The paragraph retains the previous requirements for the personnel filling unit staff positions meet or exceed the minimum qualifications of ANSI [American National Standard Institute] N18.1, 1971, and the Radiation Protection Manager meet or exceed the qualifications of Regulatory Guide 1.8, September 1975.

1. Does the proposed change involve a significant increase in the probability or consequences of an accident previously evaluated?

No. The Shift Technical Advisor position was established to assist the control room operating personnel to diagnose the cause and advise on the response to operating transients and accidents. The absence of a staff member with those qualifications does not change the probability or consequences of a fuel handling accident.

2. Does the proposed change create the possibility of a new or different kind of accident from any accident previously evaluated?

No. This change does not introduce any changes to the function of any plant structures, systems, or components therefore it cannot create a new or different kind of accident.

3. Does the proposed change involve a significant reduction in a margin of safety?

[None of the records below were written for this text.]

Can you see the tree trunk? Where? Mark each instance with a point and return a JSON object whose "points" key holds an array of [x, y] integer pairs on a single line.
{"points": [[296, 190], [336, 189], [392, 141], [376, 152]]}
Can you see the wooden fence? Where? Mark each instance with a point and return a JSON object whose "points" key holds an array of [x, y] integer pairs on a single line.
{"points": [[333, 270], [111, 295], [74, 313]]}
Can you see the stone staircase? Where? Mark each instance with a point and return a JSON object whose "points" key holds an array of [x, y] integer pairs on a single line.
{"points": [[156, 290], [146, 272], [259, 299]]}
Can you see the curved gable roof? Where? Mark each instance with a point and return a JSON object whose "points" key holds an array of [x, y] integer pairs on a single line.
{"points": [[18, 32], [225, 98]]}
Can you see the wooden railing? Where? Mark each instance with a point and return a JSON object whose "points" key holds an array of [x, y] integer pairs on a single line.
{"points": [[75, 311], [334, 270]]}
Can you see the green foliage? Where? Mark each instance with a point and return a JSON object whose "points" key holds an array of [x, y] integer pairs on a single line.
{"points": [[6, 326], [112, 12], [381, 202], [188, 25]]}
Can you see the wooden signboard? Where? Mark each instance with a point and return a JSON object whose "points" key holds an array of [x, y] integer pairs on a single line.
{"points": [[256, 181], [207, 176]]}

No. This change does not directly involve any physical equipment limits or parameters and therefore cannot affect any margin of safety.

M. ITS Section 5.3.2:

This new paragraph is added to identify that responsibility for the training and retraining of Certified Fuel Handlers is assigned to the Plant Manager.

1. Does the proposed change involve a significant increase in the probability or consequences of an accident previously evaluated?

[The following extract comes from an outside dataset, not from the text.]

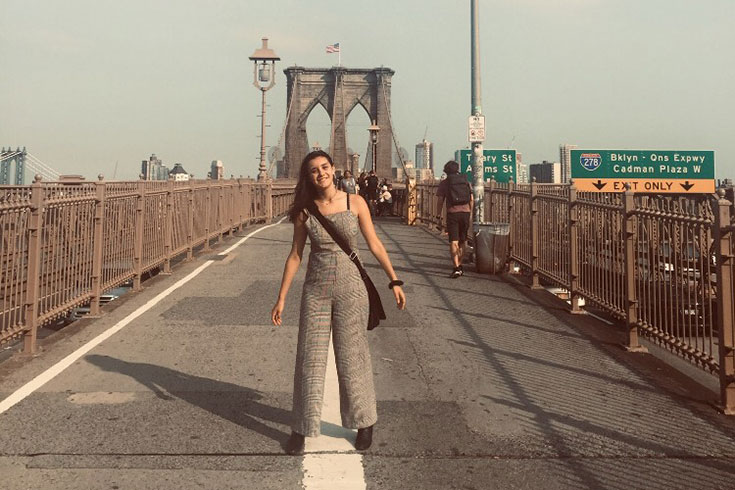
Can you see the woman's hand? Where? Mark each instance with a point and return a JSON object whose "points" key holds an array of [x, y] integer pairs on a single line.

No. This section recognizes the importance of establishing and maintaining Certified Fuel Handler qualifications and assigns a manager responsibility for this program. Training and retraining Certified Fuel Handlers specifically trained to safely handle nuclear fuel will not increase the probability or consequences of a fuel handling accident.

2. Does the proposed change create the possibility of a new or different kind of accident from any accident previously evaluated?

No. This change does not introduce any changes to the function of any plant structures, systems, or components therefore it cannot create a new or different kind of accident.

3. Does the proposed change involve a significant reduction in a margin of safety?

No. This change does not directly involve any physical limits or parameters and therefore cannot affect any margin of safety.

N. ITS Section 5.6.1.1.a:

This section states the requirement for procedures to be established, implemented and maintained covering various plant activities.

The scope is reduced to procedures applicable to the safe handling and storage of nuclear fuel.

1. Does the proposed change involve a significant increase in the probability or consequences of an accident previously evaluated?

No. The procedures necessary for the safe handling of nuclear fuel are included in the group of procedures applicable to the safe storage of nuclear fuel. With these procedures in effect for fuel handling, the probability or consequences of a fuel handling accident will not be increased.

2. Does the proposed change create the possibility of a new or different kind of accident from any accident previously evaluated?

No. The applicable procedures for the safe storage of nuclear fuel will direct the correct use of fuel handling equipment. These procedures are currently in place and have been used effectively for the safe handling of fuel. These procedures will not direct the use of plant structures, systems, or components in a different manner, therefore, they cannot create a new or different kind of accident.

3. Does the proposed change involve a significant reduction in a margin of safety?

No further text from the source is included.